Federal officials have arrested and arraigned a Benton, Tennessee woman and charged her with wire fraud, money laundering, and operating an unlicensed money transmittal business, commonly known as a “money mule” operation.
This, according to a press release that staff members for the U.S. Attorney’s Office for the Eastern District of Tennessee published this week.
That woman, Donna J. Clark, 64, pleaded not guilty to the charges.
“According to court documents filed by the United States, from October 2020 to July 2021, Clark participated in a scheme in which she received, deposited, transferred, and transmitted money obtained as part of fraudulent schemes – including fraud related to the receipt of a COVID-19-related Paycheck Protection Program (PPP) loan – in order to add layers to the money trail from victims to the criminal actors for whom Clark laundered money,” the press release said.
“Clark faces a possible sentence of up to 30 years’ imprisonment on the wire fraud count, up to 10 years’ imprisonment on the money laundering count, and up to five years’ imprisonment for operating an unlicensed money transmittal business, along with significant fines, restitution, and forfeiture of property.”

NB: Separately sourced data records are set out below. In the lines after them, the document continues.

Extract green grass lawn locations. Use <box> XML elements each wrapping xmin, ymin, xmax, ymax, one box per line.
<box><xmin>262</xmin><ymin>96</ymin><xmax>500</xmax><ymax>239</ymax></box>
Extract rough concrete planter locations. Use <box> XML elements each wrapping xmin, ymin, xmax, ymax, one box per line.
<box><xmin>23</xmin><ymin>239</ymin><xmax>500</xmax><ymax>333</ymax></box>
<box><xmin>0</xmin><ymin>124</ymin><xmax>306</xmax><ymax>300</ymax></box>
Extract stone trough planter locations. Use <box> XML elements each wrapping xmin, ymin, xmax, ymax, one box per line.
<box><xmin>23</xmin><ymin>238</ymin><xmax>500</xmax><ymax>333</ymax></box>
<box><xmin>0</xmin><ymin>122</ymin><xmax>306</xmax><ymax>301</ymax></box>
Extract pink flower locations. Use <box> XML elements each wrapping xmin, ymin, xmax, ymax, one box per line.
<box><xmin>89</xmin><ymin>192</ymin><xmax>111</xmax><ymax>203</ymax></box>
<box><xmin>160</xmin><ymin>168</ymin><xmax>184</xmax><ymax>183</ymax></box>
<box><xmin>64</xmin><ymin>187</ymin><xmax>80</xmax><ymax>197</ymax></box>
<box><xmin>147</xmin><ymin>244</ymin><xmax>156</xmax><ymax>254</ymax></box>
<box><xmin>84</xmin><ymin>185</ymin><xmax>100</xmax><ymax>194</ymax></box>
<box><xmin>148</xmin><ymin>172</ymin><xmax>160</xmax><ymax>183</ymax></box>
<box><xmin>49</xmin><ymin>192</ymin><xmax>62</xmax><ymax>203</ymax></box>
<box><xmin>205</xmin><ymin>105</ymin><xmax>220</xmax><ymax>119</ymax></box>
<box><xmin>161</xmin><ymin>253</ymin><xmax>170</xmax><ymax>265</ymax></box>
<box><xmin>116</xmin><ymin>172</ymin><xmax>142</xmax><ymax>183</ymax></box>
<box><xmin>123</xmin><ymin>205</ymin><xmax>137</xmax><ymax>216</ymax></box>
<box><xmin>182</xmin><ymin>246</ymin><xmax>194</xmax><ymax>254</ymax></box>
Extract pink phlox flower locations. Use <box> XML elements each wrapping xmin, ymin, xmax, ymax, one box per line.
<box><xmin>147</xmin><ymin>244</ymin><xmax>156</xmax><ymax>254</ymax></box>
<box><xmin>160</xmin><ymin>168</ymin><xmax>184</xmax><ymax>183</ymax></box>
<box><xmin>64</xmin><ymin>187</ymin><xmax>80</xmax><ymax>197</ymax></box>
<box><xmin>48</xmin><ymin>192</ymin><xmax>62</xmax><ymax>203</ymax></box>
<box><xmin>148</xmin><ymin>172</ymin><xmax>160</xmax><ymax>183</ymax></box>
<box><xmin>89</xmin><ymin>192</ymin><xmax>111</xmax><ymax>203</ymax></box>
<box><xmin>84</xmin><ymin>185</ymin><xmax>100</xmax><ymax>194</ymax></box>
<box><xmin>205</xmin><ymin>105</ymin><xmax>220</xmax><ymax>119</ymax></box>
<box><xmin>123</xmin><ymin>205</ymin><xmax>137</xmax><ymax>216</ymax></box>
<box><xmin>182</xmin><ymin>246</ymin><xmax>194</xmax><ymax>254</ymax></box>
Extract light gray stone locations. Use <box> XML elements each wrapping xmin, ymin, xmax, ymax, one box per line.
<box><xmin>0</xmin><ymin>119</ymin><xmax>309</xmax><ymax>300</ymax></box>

Officials have set the trial for 9 a.m., October 5, before Judge Charles E. Atchley, Jr. in the United States District Court for the Eastern District of Tennessee at Chattanooga, the press release said.
Federal officials in Georgia last month charged 22 people in connection with what they call a fraudulent scheme to obtain approximately $11.1 million in PPP loans.

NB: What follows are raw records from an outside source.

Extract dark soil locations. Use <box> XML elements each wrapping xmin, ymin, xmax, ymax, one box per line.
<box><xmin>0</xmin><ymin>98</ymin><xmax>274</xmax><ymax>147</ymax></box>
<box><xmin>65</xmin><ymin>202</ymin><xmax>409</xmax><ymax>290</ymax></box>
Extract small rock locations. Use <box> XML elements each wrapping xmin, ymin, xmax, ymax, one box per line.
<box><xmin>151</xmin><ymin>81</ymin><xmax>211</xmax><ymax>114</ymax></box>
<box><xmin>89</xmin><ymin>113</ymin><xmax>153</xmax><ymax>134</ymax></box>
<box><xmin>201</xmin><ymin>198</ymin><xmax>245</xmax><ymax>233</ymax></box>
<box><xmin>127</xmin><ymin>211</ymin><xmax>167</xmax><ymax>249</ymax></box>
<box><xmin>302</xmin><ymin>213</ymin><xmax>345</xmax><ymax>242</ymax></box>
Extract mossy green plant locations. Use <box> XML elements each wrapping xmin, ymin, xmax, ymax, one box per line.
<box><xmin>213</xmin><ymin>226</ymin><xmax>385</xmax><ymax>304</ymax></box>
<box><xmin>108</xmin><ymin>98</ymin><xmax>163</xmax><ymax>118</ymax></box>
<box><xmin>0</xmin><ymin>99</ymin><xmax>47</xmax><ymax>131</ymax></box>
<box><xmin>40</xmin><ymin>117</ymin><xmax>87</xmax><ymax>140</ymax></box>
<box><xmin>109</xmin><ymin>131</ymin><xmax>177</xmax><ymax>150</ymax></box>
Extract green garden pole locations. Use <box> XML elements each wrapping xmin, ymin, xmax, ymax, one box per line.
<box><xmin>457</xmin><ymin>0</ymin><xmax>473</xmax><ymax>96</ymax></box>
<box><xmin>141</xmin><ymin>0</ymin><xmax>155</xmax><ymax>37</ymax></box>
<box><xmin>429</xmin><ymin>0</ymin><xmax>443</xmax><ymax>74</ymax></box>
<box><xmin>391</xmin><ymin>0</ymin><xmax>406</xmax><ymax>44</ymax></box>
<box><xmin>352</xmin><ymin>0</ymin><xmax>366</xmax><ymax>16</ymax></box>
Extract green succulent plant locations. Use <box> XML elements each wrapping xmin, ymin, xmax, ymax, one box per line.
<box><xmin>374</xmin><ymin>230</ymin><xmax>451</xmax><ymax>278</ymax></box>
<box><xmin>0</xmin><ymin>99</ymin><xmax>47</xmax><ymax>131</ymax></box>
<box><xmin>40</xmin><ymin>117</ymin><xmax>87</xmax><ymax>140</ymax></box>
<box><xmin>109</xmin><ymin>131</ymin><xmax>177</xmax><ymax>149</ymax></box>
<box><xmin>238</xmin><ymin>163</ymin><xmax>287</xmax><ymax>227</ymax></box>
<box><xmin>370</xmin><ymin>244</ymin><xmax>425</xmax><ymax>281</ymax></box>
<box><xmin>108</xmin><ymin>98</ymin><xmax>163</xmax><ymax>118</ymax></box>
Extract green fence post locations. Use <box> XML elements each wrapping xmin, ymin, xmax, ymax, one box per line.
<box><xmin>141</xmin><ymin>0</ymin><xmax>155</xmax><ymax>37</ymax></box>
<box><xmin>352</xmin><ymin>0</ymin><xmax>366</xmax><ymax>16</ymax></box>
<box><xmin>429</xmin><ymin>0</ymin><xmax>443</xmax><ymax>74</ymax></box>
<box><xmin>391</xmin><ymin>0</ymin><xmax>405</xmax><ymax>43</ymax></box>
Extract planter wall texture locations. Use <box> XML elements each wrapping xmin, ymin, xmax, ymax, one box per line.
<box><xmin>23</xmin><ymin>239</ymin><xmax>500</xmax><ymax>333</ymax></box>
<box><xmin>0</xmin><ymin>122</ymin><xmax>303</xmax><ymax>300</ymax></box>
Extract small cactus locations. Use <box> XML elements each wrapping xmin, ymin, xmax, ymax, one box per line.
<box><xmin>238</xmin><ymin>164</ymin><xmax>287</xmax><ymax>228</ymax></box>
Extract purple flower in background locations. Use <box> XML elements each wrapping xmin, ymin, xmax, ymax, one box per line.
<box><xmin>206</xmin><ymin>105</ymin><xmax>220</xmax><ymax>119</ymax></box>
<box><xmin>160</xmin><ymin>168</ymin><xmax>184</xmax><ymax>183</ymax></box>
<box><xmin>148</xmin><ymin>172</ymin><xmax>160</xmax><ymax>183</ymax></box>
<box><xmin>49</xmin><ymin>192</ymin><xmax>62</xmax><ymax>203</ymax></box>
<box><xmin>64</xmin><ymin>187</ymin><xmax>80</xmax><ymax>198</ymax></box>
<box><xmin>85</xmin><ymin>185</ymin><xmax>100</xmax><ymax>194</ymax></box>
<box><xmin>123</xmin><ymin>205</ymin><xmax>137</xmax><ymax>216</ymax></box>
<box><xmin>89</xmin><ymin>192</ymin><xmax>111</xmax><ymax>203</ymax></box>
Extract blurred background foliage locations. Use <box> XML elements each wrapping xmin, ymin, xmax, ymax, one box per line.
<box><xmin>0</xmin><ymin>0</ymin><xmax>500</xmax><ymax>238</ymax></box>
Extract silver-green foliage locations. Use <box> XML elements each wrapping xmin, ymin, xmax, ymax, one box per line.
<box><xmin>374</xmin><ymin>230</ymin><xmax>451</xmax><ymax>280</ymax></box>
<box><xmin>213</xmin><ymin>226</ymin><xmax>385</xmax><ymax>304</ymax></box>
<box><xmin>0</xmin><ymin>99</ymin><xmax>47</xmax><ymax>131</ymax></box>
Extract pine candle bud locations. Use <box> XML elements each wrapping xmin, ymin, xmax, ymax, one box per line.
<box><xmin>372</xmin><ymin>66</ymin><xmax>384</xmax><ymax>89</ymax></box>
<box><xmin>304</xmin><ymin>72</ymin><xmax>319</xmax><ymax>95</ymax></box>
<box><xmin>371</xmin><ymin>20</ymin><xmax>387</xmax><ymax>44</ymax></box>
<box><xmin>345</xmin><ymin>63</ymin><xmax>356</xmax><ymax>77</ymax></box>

Those people allegedly used that money to purchase luxury vehicles, jewelry, and other personal items. Six of the 22 individuals charged, including the scheme’s mastermind, Darrell Thomas, have pleaded guilty.
From April 2020 through August 2020, the conspirators in the scheme allegedly submitted, or assisted in the submission of PPP loan applications on behalf of 14 businesses, seeking loans of approximately $700,000 to $850,000 for each company.